While some of us spent spring break getting ahead in our coursework, and others spent the week relaxing on the beach or training for a spring sport, seven student members of the Seton Hill University (SHU) Education Club spent the week doing service work in eastern Kentucky.

The club worked with the Christian Appalachian Project's (CAP) WorkFest 2007, an annual spring break alternative for college students interested in social justice and volunteering.

"Our mission statement includes a bit about improving the lives of children," said Joann Migyanka, club advisor and assistant professor of education, who, with her husband, chaperoned the group to Kentucky. "Originally we wanted to go to New Orleans to do some work with the school system - their schools are absolutely a mess - but that fell through."

When plans to help out in New Orleans evaporated, Kristen Zappalla, a senior member of the education club, suggested WorkFest, having previously attended a summer work camp sponsored by the CAP.

In the months prior to each year's WorkFest, families in the poorest areas of Appalachia apply to the CAP for the volunteers to perform repairs on their homes.

"My group helped to build a three-bedroom extension onto a trailer for a mom with six children," said Zappalla. "Getting to do that kind of work will change your life."

CAP relies on donations from across the country to accomplish its mission to help impoverished families to meet basic housing needs.

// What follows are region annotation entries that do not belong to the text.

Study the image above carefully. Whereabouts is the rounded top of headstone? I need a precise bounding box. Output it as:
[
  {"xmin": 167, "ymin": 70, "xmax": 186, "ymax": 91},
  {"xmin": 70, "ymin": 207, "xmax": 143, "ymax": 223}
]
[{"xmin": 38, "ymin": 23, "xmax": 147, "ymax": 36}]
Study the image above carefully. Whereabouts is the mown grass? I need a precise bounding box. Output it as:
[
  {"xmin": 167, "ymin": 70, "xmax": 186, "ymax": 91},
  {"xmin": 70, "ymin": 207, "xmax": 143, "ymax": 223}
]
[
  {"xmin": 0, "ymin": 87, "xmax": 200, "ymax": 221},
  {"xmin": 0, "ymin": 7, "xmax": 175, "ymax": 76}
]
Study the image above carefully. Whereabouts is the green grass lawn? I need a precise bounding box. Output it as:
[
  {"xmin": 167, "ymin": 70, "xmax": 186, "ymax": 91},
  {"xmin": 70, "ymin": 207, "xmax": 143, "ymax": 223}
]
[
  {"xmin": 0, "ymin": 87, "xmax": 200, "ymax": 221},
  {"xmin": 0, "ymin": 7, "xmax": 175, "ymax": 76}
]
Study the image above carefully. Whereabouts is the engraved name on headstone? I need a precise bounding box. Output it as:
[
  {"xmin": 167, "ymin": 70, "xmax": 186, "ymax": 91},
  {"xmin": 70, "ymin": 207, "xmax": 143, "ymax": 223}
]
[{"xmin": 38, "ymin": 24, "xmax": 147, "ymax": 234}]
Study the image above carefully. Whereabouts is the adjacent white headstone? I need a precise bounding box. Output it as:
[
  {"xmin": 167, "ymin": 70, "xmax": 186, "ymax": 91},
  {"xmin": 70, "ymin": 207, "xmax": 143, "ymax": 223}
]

Their work, however, goes beyond a family's need for a roof overhead.

"When we arrive we're each assigned a home, a family, a job for the week," said Migyanka. "We're encouraged to get to know the families, to take time out to help meet their emotional as well as their physical needs."

The club traveled to Kentucky by rented van and stayed the week at CAP's Camp Andrew Jackson. To pay their expenses for the week, "Everyone who went paid thirty dollars out-of-pocket, and we fundraised the rest with several large projects - a book sale and a bake sale. The SHGA [Seton Hill Government Association] helped us out too," said Tiffany Brattina, a senior.

Overall, said Brattina, she wouldn't have changed a thing about the week. "It was an incredible growing and learning experience," she said.

The club is already making plans for next year's WorkFest, said Migyanka, and she'd like to see more people to come along. "The learning and compassion and understanding that take place...lead to such a spiritual high."